También es de una irresponsabilidad supina la convocatoria que, por su lado, hicieron dirigentes del oficialismo como Juan Grabois en tanto que “van a movilizarse cuantas veces sea necesario» para cuidar al Presidente, como si alguna vez hubiera estado en peligro.

Es increíble que un Ministro de la Nación como Ginés González García, critique por redes sociales a un gobernador como Rodolfo Suárez.

Y lo es, que el mismísimo Presidente de todos los argentinos se sume a la crítica -también por twitter- claro.

Y así, con todos. Los de un lado y los del otro, ignorando por completo las normas de salubridad que todos suscribieron respecto de la distancia social; el barbijo y demás; en su afán de trascender y tomar alguna notoriedad.

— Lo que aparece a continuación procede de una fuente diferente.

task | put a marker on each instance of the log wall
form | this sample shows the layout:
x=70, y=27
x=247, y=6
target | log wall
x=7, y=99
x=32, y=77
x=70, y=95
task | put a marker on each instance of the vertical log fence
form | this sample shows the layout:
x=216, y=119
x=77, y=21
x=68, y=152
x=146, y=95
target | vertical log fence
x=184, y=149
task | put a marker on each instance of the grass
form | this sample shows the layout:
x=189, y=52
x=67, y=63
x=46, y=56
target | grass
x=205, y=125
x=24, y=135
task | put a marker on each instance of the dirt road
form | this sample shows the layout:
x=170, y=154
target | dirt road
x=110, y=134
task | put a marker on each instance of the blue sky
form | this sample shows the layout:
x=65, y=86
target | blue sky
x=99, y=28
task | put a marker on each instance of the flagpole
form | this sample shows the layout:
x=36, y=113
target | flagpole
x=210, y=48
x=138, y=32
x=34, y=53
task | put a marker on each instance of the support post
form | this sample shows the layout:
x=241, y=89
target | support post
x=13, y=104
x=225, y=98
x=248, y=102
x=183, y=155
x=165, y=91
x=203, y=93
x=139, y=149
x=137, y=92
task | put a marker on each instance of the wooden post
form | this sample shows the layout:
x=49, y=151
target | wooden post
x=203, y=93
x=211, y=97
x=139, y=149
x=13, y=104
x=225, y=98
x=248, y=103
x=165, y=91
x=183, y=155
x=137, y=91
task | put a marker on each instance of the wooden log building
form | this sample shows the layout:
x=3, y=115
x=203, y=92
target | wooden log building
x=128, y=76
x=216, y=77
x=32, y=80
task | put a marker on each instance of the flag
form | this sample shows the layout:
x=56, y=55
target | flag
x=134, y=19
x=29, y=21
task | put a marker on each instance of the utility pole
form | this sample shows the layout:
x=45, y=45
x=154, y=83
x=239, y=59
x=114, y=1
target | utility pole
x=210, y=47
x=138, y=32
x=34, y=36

Ahora bien, ya no se trata de quién tiene razón. No importan tanto las razones de los “aperturistas”, ni la de los “cuarentenistas”.

Lo que importa en serio, es la paz del pueblo argentino. Que no se rompa el contrato social, que bastante vapuleado viene ya.

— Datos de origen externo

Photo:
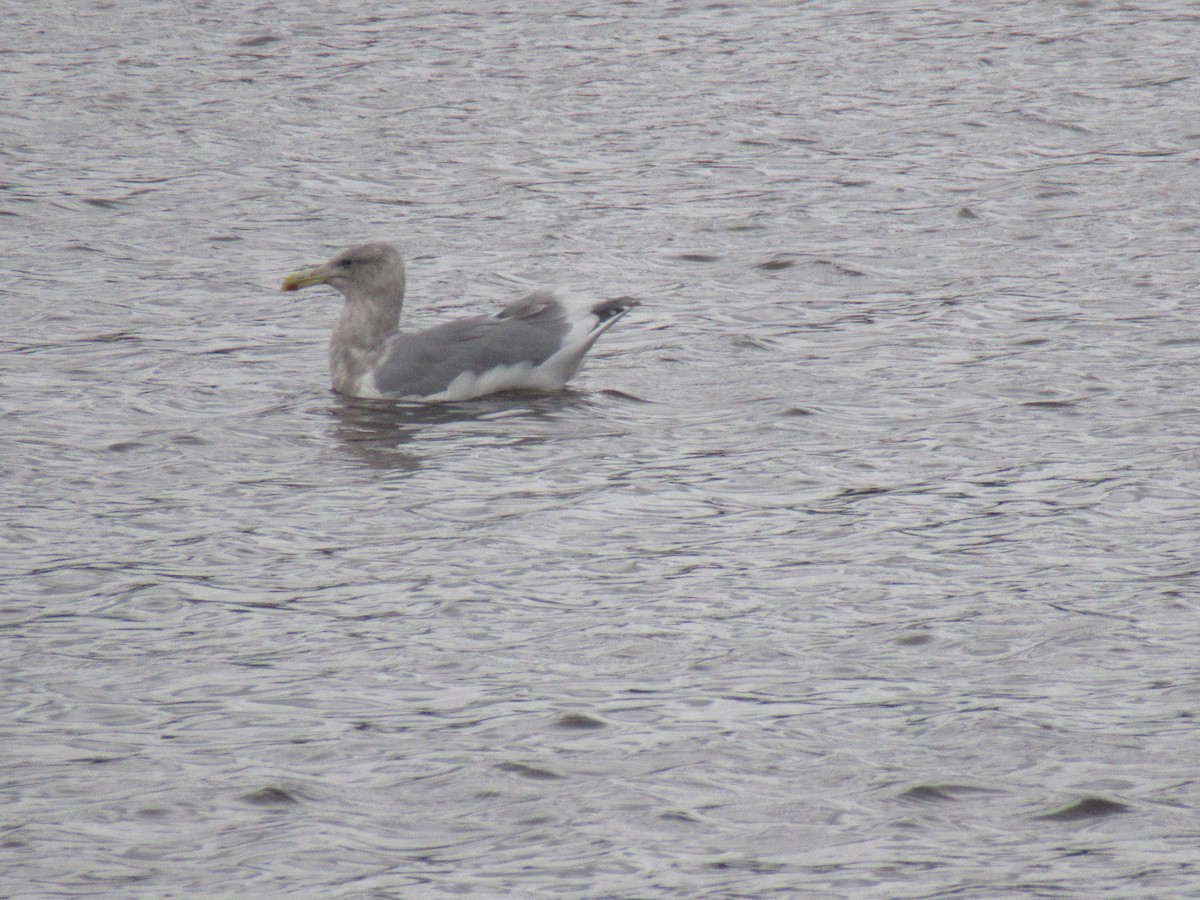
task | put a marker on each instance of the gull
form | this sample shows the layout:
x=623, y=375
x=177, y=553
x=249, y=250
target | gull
x=534, y=343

Todos estamos hartos. De la pandemia, de la caída de la economía, de la política y, sobre todo; de los políticos.

Hay intereses creados detrás de cada movimiento que ocurre en nuestro país. ¿Alguien duda de esto? Intereses oscuros, que impulsan a unos contra otros.

Los políticos, de uno u otro bando, deberían quizás considerar las normas de los televisivos “cantando” o “bailando” y tratar ya, de mejorar su performance. Es evidente que corren el riesgo de quedar nominados.

Quizás sea hora que dejen de lado sus insignificantes mundillos propios que, por estas horas, están a años luz de trascender a la historia por su magnificencia. Más bien todo lo contrario. Pareciera que se empeñan en caer en el olvido como tantos otros que, por su inoperancia, fueron tristemente descartados por las páginas de gloria que la historia escribe, si alguna vez tuvimos.

Cualquier estudiante incipiente de ciencias políticas sabe que, si oficialistas no encuentran el rumbo, y opositores no ofrecen alternativas válidas; el resultado inmediato es el recambio.

Hoy, no fue una jornada democrática. Fue un llamado de atención.

Parece mentira que tengamos que ser los medios de comunicación, quienes llamemos a la calma, al diálogo y, sobre todo; a la no agresión contra el que piensa diferente.

Y es bien difícil, créannos, cuando los dirigentes entienden la realidad de un país a través de los 280 caracteres de una red social.

La llegada de fin de año, por razones que sería muy largo enumerar, siempre han sido críticas en nuestro país. Es una época en que afloran las emociones, los reclamos y los hartazgos.

Sobradas muestras tenemos de lo que ocurre cuando las clases política y dirigente ignoran los indicadores, las alarmas.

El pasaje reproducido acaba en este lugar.